Don’t feed a bubble

Cheming Yang

There is no denying that there are real estate bubbles in mainland China, Hong Kong, Macau and Taiwan. We have seen a lot of counter measures taken by governments to make the bubbles smaller without bursting them. It is understandable that governments don’t want to see real estate bubbles burst because capsizing the real estate market will certainly bring a devastating blow to any economy, weak or strong.
At the height of the fear for busting the real estate bubbles, local governments in China’s major cities, including Beijing, Shanghai and Guangzhou, issued purchase restriction orders to curb the overheating real estate market. Beijing is the first city to adopt this measure. Those who have Beijing hukou can own a maximum of two houses, while those relying on work history in the city can buy one house. The city forbids companies to purchase houses.
Even though we have not seen substantial price tumbling, with signs of the real estate market faltering amid economic recession, many local governments have started to loosen up the restriction. The central government of mainland China has also unveiled positive gestures since late last year. The People’s Bank of China’s cut 25-basis-point with immediate effect in the benchmark lending rates and the deposit rates on August 25. The average cost of new homes in China rose for the fourth consecutive month in August.
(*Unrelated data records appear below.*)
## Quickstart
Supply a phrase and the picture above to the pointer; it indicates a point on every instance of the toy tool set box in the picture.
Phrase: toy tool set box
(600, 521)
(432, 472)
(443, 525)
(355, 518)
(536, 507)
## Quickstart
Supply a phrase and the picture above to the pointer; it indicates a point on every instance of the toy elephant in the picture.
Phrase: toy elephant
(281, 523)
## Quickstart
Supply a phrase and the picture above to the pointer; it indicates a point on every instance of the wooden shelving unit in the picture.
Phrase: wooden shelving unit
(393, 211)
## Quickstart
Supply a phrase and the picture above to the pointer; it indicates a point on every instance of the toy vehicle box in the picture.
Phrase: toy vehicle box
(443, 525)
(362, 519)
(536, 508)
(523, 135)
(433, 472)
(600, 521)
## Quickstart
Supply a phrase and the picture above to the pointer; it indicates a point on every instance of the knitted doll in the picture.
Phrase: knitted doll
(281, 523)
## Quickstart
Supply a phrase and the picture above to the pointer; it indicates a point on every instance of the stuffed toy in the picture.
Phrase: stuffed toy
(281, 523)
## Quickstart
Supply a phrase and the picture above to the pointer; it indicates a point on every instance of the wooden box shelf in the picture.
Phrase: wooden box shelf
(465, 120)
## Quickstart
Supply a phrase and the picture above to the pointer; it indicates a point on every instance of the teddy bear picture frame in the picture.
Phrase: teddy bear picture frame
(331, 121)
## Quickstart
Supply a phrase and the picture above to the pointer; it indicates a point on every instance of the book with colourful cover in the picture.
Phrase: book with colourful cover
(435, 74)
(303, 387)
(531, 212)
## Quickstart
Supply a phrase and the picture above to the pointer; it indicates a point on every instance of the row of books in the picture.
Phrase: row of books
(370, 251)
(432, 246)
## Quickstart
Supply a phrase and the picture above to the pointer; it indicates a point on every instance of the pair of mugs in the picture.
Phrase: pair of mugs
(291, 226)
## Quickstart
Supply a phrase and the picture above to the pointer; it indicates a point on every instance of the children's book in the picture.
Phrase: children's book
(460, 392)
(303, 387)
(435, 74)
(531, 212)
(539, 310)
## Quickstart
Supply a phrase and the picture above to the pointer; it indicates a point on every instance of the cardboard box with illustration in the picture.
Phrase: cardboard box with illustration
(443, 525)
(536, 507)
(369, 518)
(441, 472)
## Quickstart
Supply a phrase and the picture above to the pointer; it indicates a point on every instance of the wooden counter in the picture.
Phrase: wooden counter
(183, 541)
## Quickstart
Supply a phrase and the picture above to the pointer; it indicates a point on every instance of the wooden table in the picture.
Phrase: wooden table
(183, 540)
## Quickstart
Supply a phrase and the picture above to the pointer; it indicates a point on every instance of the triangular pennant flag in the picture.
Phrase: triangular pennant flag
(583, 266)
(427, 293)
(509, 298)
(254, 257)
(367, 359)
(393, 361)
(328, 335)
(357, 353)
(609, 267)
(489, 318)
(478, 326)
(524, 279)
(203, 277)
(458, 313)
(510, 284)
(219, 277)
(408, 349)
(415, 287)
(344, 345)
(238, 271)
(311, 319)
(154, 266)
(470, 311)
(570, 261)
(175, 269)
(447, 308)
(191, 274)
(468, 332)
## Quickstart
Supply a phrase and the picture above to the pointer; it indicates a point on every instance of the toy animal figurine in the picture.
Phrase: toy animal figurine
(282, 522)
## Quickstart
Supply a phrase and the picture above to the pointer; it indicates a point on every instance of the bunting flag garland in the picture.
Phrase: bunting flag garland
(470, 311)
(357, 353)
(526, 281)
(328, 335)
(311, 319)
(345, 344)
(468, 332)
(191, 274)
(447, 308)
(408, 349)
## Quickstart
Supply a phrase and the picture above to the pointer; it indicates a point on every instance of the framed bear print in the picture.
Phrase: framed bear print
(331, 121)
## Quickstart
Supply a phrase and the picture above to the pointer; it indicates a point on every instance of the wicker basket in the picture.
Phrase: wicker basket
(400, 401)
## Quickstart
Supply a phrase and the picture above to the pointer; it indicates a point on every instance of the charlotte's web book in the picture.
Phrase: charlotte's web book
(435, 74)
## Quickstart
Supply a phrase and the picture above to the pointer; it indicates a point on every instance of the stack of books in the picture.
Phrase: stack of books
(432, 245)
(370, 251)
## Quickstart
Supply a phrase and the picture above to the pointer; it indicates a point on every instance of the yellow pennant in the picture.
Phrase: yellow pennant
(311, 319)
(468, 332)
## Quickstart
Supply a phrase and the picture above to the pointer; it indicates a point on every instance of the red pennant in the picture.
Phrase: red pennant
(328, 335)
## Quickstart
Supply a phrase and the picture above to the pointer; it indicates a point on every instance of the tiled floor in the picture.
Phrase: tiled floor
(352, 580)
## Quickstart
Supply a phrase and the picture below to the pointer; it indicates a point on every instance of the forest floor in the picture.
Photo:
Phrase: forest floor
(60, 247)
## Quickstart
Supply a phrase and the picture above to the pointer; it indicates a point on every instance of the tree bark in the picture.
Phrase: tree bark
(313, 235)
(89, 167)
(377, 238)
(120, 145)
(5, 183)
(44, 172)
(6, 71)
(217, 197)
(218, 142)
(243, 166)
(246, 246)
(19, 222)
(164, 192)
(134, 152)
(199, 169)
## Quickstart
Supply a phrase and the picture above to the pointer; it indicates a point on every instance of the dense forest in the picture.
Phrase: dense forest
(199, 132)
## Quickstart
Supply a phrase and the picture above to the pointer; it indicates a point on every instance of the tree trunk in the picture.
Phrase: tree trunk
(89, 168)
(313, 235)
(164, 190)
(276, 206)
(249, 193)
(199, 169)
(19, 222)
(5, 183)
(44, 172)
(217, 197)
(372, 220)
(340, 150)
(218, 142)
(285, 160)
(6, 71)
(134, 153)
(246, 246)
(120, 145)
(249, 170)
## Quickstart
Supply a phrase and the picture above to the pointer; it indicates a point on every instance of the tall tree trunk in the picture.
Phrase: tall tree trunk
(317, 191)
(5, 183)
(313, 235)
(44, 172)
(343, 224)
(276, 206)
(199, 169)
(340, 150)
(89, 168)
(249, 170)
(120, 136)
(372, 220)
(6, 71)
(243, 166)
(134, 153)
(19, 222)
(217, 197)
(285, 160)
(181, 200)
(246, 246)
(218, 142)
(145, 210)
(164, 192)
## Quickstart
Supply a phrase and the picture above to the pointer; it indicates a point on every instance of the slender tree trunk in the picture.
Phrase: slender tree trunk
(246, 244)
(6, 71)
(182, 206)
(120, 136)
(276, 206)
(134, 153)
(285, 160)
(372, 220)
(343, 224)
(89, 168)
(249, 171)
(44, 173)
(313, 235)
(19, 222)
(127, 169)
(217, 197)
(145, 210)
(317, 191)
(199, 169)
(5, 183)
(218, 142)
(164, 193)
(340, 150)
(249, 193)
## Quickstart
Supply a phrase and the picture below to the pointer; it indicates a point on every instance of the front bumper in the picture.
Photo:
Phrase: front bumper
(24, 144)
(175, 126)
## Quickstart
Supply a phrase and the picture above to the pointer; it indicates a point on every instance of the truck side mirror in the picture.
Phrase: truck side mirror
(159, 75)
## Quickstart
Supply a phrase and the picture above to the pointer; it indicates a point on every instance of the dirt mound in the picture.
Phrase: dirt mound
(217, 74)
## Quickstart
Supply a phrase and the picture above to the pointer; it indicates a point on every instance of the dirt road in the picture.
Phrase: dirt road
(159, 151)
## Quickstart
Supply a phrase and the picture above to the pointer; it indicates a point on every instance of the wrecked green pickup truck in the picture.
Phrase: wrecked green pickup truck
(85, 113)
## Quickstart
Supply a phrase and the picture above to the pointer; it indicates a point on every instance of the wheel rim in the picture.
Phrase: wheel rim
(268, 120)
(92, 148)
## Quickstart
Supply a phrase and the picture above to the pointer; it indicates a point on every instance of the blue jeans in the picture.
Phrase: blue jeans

The mean selling price of new homes in 100 cities rose 0.95 percent to 10,787 RMB per square meter in August as compared to July.
Meanwhile, the housing prices remain stagnant in the recent two years in Taiwan in the face of a whole bunch of policy tools including luxury taxes to curtail the rising trend. The real estate industry has repeatedly asked Taiwanese government to set free annul those measures and refused to significantly lower the prices. Whether or not by coincidence, the central bank of Taiwan cut its benchmark interest rate to 1.75 percent from 1.875 percent on September 24th, 2015. It is the first cut since 2009.
From the consumers’ perspective, the prices barely budge in most markets. There is no need to panic when there are only heralds of the shrinkage of the bubbles. We need to see significant downsizing of the bubbles otherwise we are simply stuck in many short vicious cycles of making the bubbles to grow even bigger and bigger just at a slower and zigzagged pace. There are pains associated with downsizing the bubbles. But if we do not endure the pain, we are just postponing the burst not defusing them once and for all.